Его взгляд в этот момент скользит по мне с нескрываемым презрением, а когда смещается на Диму с Илюшей на руках, я замечаю в нем тревогу. Эта эмоция живет буквально секунду, но я ее улавливаю.
— Уже едем, — кивает Дима и аккуратно передает мне сына. — Позавтракай и не забудь, что в десять приедет стилист, — бросает мне через плечо безразличным тоном и уходит вглубь дома, вероятно, за пиджаком.
Журавлев же остается стоять там, где стоял, но как только Дима ускользает из нашего поля зрения, Виктор делает несколько шагов в мою сторону.
Я тут же напрягаюсь всем телом, а лицо Виктора оказывается в паре сантиметров от моего.
Я чувствую всю его злость, все то раздражение, которое он, в общем-то, и не скрывает.
— Ну что, — шипит он так тихо, чтобы слышала только я, — все-таки нашла лазейку? Поздравляю, но советую тебе попрощаться со спокойной жизнью.
17
После ухода Журавлева я еще с час не могу найти себе места.

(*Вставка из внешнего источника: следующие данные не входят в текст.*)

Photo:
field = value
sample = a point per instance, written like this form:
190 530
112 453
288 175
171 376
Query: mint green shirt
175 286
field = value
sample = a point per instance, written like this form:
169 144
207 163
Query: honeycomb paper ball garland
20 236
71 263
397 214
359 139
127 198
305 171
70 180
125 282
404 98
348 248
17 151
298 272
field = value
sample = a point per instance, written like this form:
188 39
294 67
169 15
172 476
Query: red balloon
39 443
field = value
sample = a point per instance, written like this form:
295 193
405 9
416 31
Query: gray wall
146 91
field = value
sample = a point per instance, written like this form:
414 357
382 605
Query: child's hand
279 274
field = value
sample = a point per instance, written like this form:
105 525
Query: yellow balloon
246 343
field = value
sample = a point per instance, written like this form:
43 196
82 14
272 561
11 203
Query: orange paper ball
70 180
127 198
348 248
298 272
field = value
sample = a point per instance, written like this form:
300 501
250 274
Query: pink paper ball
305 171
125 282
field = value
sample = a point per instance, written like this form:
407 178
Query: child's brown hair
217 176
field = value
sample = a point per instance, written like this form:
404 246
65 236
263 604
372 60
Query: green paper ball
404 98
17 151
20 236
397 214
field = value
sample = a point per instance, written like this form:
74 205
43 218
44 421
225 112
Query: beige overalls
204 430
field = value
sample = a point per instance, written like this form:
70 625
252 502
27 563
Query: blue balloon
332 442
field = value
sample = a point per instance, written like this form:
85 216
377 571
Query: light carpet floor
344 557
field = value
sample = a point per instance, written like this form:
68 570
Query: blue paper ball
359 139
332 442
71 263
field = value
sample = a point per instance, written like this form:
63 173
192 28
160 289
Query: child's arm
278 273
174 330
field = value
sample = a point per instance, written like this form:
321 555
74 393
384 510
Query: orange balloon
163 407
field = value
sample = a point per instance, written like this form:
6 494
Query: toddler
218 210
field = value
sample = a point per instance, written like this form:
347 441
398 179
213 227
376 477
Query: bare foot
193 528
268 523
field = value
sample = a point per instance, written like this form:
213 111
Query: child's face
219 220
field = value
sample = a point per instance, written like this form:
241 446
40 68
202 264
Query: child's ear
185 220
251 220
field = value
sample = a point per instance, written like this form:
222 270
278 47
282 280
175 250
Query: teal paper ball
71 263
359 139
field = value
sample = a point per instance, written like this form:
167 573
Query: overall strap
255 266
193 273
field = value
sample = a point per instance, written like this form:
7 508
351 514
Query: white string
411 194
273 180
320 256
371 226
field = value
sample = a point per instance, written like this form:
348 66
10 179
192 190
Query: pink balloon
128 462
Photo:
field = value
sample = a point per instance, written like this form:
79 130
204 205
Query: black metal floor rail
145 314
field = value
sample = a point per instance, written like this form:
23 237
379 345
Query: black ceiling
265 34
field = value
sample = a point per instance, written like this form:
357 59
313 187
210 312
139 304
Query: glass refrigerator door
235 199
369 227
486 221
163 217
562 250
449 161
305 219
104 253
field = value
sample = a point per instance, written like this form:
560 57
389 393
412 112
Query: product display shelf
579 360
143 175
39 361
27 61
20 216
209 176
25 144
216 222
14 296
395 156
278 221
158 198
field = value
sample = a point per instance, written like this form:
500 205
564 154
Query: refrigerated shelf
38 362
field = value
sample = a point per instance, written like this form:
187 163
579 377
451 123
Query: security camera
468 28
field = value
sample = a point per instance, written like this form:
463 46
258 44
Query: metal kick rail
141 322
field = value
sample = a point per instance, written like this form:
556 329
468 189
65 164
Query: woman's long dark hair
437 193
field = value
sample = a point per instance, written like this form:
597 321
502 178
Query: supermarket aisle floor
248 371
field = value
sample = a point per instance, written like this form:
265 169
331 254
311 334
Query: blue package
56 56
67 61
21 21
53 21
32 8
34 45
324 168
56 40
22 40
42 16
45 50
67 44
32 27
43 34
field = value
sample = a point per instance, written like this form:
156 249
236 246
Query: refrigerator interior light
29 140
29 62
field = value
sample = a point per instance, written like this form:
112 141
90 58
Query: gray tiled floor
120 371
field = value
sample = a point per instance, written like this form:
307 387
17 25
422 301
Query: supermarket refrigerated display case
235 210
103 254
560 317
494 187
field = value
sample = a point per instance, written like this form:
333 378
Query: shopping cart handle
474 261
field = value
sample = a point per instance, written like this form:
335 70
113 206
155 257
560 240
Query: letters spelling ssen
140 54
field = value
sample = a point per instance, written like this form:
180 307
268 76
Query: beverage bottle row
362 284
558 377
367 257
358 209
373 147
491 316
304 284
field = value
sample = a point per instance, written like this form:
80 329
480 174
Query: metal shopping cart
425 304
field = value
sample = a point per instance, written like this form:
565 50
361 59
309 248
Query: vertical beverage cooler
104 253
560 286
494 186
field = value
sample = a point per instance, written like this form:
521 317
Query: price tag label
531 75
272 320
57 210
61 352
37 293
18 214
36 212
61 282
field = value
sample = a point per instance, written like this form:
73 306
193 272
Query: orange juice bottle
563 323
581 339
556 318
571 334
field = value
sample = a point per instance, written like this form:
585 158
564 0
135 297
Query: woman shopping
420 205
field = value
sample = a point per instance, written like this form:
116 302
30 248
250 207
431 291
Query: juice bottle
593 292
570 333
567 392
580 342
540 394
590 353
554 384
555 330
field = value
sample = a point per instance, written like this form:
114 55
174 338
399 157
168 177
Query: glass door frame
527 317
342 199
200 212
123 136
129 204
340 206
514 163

Нет, внешне, конечно, стараюсь выглядеть как обычно: улыбаюсь (боюсь, что домработница за мной шпионит), играю с сыном, звоню маме и минут двадцать уверяю ее, что у нас все хорошо. Правда, вот на ее вопрос, могут ли они нас навещать, ответа не даю. Решаю, что в течение дня выясню это у Астахова.

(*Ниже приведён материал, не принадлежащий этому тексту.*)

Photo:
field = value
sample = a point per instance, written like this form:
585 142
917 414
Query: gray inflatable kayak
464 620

Время ускоряется, и я даже удивляюсь, когда мне сообщают, что приехали стилист и няня.
На время, пока я буду занята обновлением гардероба, за моим сыном присмотрит миловидная девушка в узкой черной юбке. Почему-то, когда я ее вижу, в моей голове абсолютно не укладывается, как няня может ходить в такой одежде. Как в такой юбке играть с ребенком?
— Карина, доброе утро, я Элла, ваш стилист, — представляется девушка, как только я передаю Илью Кристине.
— Приятно познакомиться, — киваю, поглядывая на сына.
Няня усаживает его на диван и подсовывает развивающую игрушку.
— У вас есть какие-то пожелания? — спрашивает Элла.
— Что? — хмурюсь и наконец смотрю только на нее.
Элла очаровывает с первого взгляда. Это не просто ухоженная женщина — это шквал энергии и стиля. Она располагает к себе мгновенно. Ярко-рыжее каре, идеальный макияж, подчеркивающий губы и глаза, и какая-то невероятно смелая комбинация объемного ярко-синего пиджака и белых брюк-палаццо.
— Извините, — извиняюсь с улыбкой. — Я, если честно, не знаю.
— Тогда, может, покажете свой гардероб?